In 2019, the Belgian government issued an official apology to the approximately 20,000 victims of forced family separation in the DR Congo, as well as in Burundi and Rwanda.
DR Congo was ruled by Belgium as a colony from 1908 to 1960.
Monique Bitu Bingi, Léa Tavares Muhinga, Noel Verbeken, Simone Ngalula and Marie-Jose Loschy launched a legal case for compensation in 2021.
All of them under the age of seven were taken by the state and placed in orphanages, which were mostly run by the Catholic Church.
Earlier, Bitu Bingi told AFP: “We were destroyed. Apologizing is easy, but when you do something, you have to take responsibility for it.”
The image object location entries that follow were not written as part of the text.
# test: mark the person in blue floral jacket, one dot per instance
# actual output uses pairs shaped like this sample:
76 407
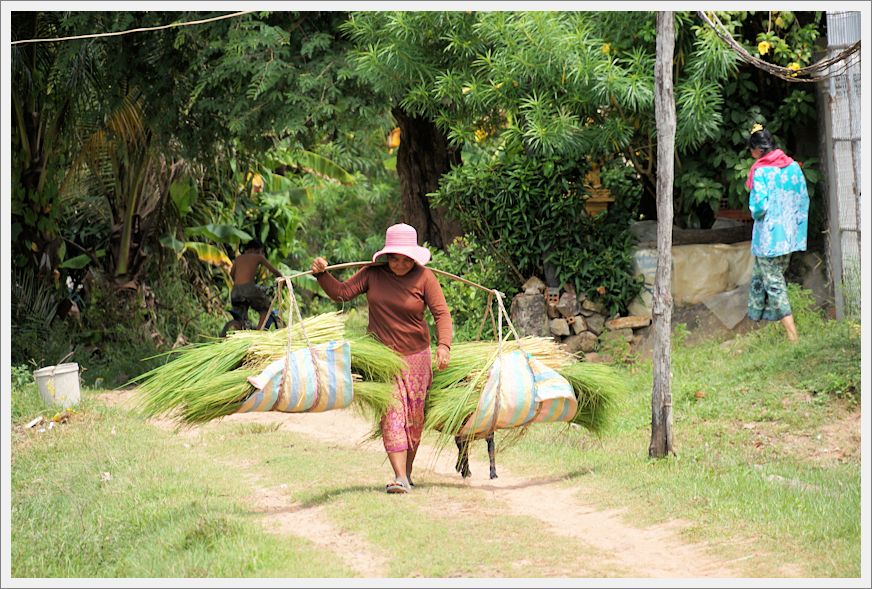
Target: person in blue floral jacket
779 205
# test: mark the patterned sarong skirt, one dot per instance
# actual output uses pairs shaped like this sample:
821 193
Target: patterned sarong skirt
404 421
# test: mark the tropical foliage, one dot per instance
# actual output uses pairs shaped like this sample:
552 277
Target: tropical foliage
163 151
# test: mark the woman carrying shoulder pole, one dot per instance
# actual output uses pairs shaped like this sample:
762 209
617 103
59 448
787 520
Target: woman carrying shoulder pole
397 294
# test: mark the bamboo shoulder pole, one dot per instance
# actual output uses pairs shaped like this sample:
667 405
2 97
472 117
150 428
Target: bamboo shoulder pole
354 264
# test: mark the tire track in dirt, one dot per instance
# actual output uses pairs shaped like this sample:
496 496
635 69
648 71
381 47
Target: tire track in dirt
276 509
650 552
283 516
654 551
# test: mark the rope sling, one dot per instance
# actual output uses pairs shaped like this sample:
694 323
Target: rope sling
496 386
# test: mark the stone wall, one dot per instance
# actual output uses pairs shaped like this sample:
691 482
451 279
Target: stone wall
577 322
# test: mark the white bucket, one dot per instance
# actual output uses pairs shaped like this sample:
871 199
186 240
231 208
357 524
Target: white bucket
58 385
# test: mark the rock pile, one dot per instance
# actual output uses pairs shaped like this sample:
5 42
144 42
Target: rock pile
580 324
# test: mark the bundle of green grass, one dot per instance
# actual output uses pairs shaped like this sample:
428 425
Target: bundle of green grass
455 391
202 382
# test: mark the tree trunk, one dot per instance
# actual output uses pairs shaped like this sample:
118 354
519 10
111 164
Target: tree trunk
664 114
423 156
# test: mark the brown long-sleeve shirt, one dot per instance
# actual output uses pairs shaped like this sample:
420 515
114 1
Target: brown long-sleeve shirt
396 305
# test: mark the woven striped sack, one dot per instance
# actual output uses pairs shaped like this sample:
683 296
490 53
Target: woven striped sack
317 378
520 390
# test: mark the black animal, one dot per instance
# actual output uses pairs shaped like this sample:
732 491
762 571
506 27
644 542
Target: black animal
462 465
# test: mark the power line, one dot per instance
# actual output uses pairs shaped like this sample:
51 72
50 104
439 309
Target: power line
95 35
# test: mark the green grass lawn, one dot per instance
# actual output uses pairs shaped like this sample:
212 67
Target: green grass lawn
756 421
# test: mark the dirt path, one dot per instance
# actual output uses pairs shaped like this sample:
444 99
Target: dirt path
655 551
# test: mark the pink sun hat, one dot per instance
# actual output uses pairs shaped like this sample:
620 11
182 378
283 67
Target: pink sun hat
403 239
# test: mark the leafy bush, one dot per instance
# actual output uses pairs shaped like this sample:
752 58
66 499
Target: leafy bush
466 258
528 210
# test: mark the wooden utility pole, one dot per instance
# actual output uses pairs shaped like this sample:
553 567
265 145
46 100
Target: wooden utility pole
664 113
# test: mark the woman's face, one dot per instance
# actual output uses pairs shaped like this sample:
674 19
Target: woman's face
400 264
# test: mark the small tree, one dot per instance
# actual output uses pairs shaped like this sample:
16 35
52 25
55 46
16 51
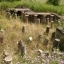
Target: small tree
54 2
61 44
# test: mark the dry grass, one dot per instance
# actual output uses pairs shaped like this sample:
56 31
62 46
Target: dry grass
13 33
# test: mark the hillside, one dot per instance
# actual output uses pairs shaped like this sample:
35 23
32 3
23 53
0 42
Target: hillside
38 44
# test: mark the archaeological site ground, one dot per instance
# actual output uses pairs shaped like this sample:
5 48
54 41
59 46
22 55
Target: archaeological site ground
31 32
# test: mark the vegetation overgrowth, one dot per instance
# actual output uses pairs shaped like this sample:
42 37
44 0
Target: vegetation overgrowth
34 5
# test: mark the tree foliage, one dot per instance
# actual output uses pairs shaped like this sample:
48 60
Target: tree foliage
54 2
9 0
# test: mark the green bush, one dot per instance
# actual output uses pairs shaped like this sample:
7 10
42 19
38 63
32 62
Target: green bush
54 2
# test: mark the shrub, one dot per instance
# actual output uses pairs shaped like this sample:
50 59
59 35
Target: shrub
61 44
54 2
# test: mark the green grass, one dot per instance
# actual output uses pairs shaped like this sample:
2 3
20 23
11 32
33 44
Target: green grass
34 5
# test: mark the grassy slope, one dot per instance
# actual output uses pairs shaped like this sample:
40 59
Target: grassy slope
12 33
35 5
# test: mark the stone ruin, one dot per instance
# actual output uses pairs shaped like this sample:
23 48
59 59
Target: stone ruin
21 48
30 16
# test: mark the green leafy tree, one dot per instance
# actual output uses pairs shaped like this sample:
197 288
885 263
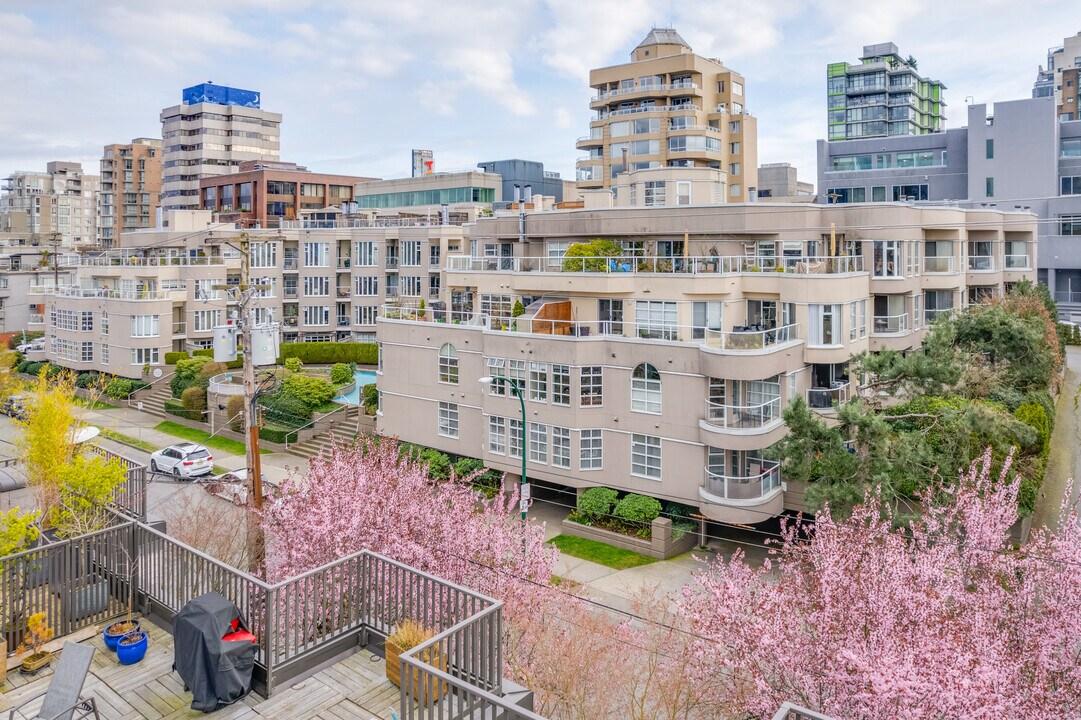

Their legal battle succeeded on Monday at the Brussels Court of Appeal, which overturned an earlier court ruling that found too much time had passed for them to be entitled to compensation.
Because the court found the state’s actions a crime against humanity, it removed any statute of limitations.
“The court ordered the Belgian state to compensate the appellants for non-pecuniary damage as a result of the loss of their connection with their mother, as well as damage to their personality and connection to their original environment,” the judges said.
The women asked for a down payment of €50,000 (£41,400).
This is the first case in Belgium, which has identified around 20,000 people children born to white settlers and local black women who were forcibly removed from their families during the 1940s and 1950s.
Most white parents refused to recognize their mixed-race children or acknowledge paternity, and the children were also not automatically granted Belgian citizenship.
Consequently, they were taken into care and placed in church orphanages, where in many cases they suffered further abuse.
In 2017, the Catholic Church apologized to the victims for its part in the scandal.
And in 2019, the Belgian government apologized for its involvement as part of “a step towards awareness and recognition of this part of our national history”.